If there's one thing that definitely isn't "Asia light" about Singapore, it's Singaporean cuisine. Singaporean cuisine is among the most interesting in the world; it's definitely my favorite cuisine. Whatever you say about how "contrived" Singapore is, you definitely cannot say that about Singaporean cuisine.
This is all thanks to the of Singapore's population. Different regional cuisines from China, India, and the Malayan peninsula have combined over a century to produce some of the most amazing flavors.
If you want truly authentic Singaporean cuisine, the best places to eat are hawker centres (sometimes called "food centres") and "coffee shops."
Hawker centres were built because the government, at some point, decided to ban street hawkers from selling food in carts on the street. Instead, they insisted that these street hawkers band together and sell their food in proper structures, with plumbing, tables and stools. Unlike many other cities, then, you will not, therefore, find "street food" being sold on sidewalks in Singapore; rather, "street food" is found in the dozens of hawker centres around the metropolis.

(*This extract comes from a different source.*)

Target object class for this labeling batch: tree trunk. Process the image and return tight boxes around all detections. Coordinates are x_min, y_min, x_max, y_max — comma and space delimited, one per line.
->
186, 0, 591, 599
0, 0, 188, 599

These hawker centres know no class boundaries: almost ALL Singapore residents, rich or poor, eat at hawker centres. The same hawker centres where old retirees eat, one leg propped up on the bench, are also the places where business executives in neckties and powersuits come for lunch. And the food, of course, is cheap: SGD 2 to SGD 5 buys you a satisfying meal.
The other place to find authentic Singaporean cuisine is the "coffee shop." No, these are not European cafes; rather, a "coffee shop" is a restaurant on the ground floor of a building--usually an old shophouse building--with no walls or doors separating establishment from the sidewalk. The chairs and tables, then, are in the open air, and they spill out onto the sidewalk.
Hawker centres and coffee shops are not for the prissy traveler. Strict government standards ensure that the food is clean, but some tourists might be turned off by the cheap plastic plates and cups, the sometimes-muddy floors, the lack of air-conditioning, and the noise and chaos of it all.
The faint-stomached traveler, then, might prefer to go to the hundreds of restaurants in the city that boast of selling Singaporean fare. These are the restaurants with porcelain plates, printed menus, and waiters to bring you your food. Food prices are correspondingly more expensive, of course.
And *what* is there to eat? The gastronomical spectrum of Singaporean food is too large to enumerate. My own personal favorites include Hainanese chicken rice ($2.50, and available at any hawker centre in the city), Nyonyang-style fishhead curry (more difficult to come by, this is available at "barbeque seafood" stalls and restaurants, which are often only open for dinner), chili crab (also available at searood restaurants and at some hawker centre stalls), fried baby sotong (squid), and roti prata (Indian flatbread that also has a Malaysian counterpart, roti canai). Other classics include nasi lemak (Malaysia's "national dish": rice steamed in coconut water), char kway teow (a Chinese-Malay noodles dish), mi goreng (another Chinese-Malay noodles dish).
What you *shouldn't* do, however, is to limit yourself to the Ministry of Tourism brochures that tells you where to eat. Sure, there are some good eateries in these brochures, but my best gastronomic experiences in Singapore have been in places not listed in any tourist brochure.
Some people say you can see everything there is to see in Singapore in a day or two. I'm not sure if that's true. I am sure, though, that an entire MONTH in Singapore is not enough to experience all the food wonders it has to offer.